ON SECOND MOTION FOR REHEARING
On appellant’s first motion for rehearing, we held the trial court erred in refusing to allow 4M Linen to make an informal bill of exception, but we found the error was harmless. On second motion for rehearing, appellant claims the error was harmful. 4M Linen refers us to In re Marriage of Goodwin, 562 S.W.2d 532 (Tex.Civ.App.—Texarkana 1978, no writ); Ledisco Fin. Serv., Inc. v. Viracola, 533 S.W.2d 951 (Tex.Civ.App.—Texarkana 1976, no writ); and Dorn v. Cartwright, 392 S.W.2d 181 (Tex.Civ.App.—Dallas 1965, writ ref’d n.r. e.).
In all three cases cited by 4M Linen, the party who attempted to make a bill to preserve excluded testimony was prevented from preserving a record of the excluded testimony. Dorn directly supports our holding. In Dorn, the Dallas Court of Appeals held it was not reversible error to refuse a bill of exception when the information appellant attempted to offer was immaterial to the outcome of the suit. 392 S.W.2d at 186. We said the same thing in this case: the evidence offered in the late bill was not relevant to the issue of defendant’s liability.
We do not think Ledisco assists 4M Linen’s cause either. In Ledisco, the trial court refused to permit appellant to make a bill of exception to preserve cross-examination testimony of a witness. 533 S.W.2d at 958. On appeal, the court held the objections, the questions, and the statements of counsel were sufficient to apprise both courts of the nature of the evidence appellant expected to produce. 533 S.W.2d at 959. Here, as in Ledisco, we can look at the record and find the testimony the trial court excluded.
Neither should Goodwin offer 4M Linen any comfort. In Goodwin, the trial court announced it would render judgment without taking any evidence. 562 S.W.2d at 533. Before the judgment was signed, appellant filed a motion to make a bill of exception to preserve evidence. Id. Without ruling on the bill, the court rendered a judgment reciting that it heard evidence and the parties waived a record. Id. On appeal, the Texarkana Court of Appeals reversed because appellant did not have the opportunity to present evidence. That is not the case here. The record before us contains the testimony 4M Linen attempted to offer at trial.

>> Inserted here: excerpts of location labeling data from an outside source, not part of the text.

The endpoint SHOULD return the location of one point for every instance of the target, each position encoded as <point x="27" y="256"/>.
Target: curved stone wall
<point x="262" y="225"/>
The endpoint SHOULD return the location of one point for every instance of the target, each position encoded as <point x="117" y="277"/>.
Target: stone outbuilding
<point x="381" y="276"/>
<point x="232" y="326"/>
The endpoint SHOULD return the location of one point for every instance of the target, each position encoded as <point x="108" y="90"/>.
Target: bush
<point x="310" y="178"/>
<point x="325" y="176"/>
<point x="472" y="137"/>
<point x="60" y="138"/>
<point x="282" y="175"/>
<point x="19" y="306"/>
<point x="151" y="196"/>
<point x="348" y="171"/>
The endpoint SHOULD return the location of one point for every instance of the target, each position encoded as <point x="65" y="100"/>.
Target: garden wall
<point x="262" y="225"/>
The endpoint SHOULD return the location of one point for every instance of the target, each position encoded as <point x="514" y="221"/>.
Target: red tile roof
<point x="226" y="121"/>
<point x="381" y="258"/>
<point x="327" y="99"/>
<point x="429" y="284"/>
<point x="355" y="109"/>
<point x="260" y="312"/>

4M Linen complains about the timing of the bill: it was not permitted to make a bill before the trial court charged the jury, as required in Tex.R.App.P. 52(b). 4M Linen, however, was permitted to present the excluded evidence to the trial court after the charge was read to the jury. That evidence was brought forward for our consideration in the statement of facts.
After finding the trial court erred, we reviewed the evidence in the late bill and held the evidence was not relevant. 4M Linen now insists it has a right to a reversal and retrial because the trial court did not permit it to make a timely bill of exception.
If the purpose of the procedure for a bill of exception is to afford a party the opportunity to preserve excluded testimony for appellate review, the late informal bill did so. We find the late informal bill was the equivalent of a formal bill of exception, which can be filed as late as 60 days after the judgment is signed or, if a motion for new trial was filed, as here, 90 days after the judgment was signed.
*329We overrule 4M Linen’s second motion for rehearing.